Here are two methods applied to a sample of size $$n = 25,$$ which is contaminated with three observations from a population with a much larger mean.

set.seed(1234)
x = c(rexp(22, 1/5), rexp(3, 1/100))
a = mean(x); a
[1] 10.9786


The true population mean (which would be unknown in a real-life situation) is $$\mu = 16.4,$$ so I have an 'unlucky' low sample mean.
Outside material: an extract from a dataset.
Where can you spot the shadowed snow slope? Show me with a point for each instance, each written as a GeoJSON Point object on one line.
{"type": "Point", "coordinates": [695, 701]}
boxplot(x, horizontal = T)


My first bootstrap CI uses a deprecated simple quantile method known to give bad results for highly skewed samples. With $$2000$$ iterations it gives the 95% CI $$(5.07, 19.26),$$ which includes the sample mean (and the population mean).

set.seed(2022)
q = replicate(2000, mean(sample(x,25,rep=T)))
quantile(q, c(.025,.975))
2.5%     97.5%
5.072897 19.260683


A simple method, offering some bias protection, gives the interval $$(2.19, 16.88),$$ which contains the sample mean (and, in spite of bad luck, also the population mean).

set.seed(124)
d = replicate(2000, mean(sample(x,25,rep=T)) - a)
LU = quantile(d, c(.975,.025))
a - LU
97.5%      2.5%
2.194154 16.876843

• Re "I can't see how a reasonable method for a 95% bootstrap CI for a population mean could fail to contain the sample mean:" One common instance where that can occur is bootstrapping a highly skewed distribution, such as a Lognormal. Bear in mind that the very first information the bootstrap gives us is an indication of the bias in an estimator. A good bootstrap CI incorporates this bias correction--and that's why it might fail to include the sample mean.
– whuber
Commented Jan 24, 2022 at 15:11
• @whuber Tnx. As you said bootstrap CI can fail to include the population mean for skewed data and/or for small to medium sample sizes. For example, one can check the paper written by Hesterberg (2015). Commented Jan 24, 2022 at 15:43
• Re the edit: my argument is unrelated to sample size. There are Lognormal distributions for which the mean of even a very large sample (by any standard) is likely to be far below the population mean.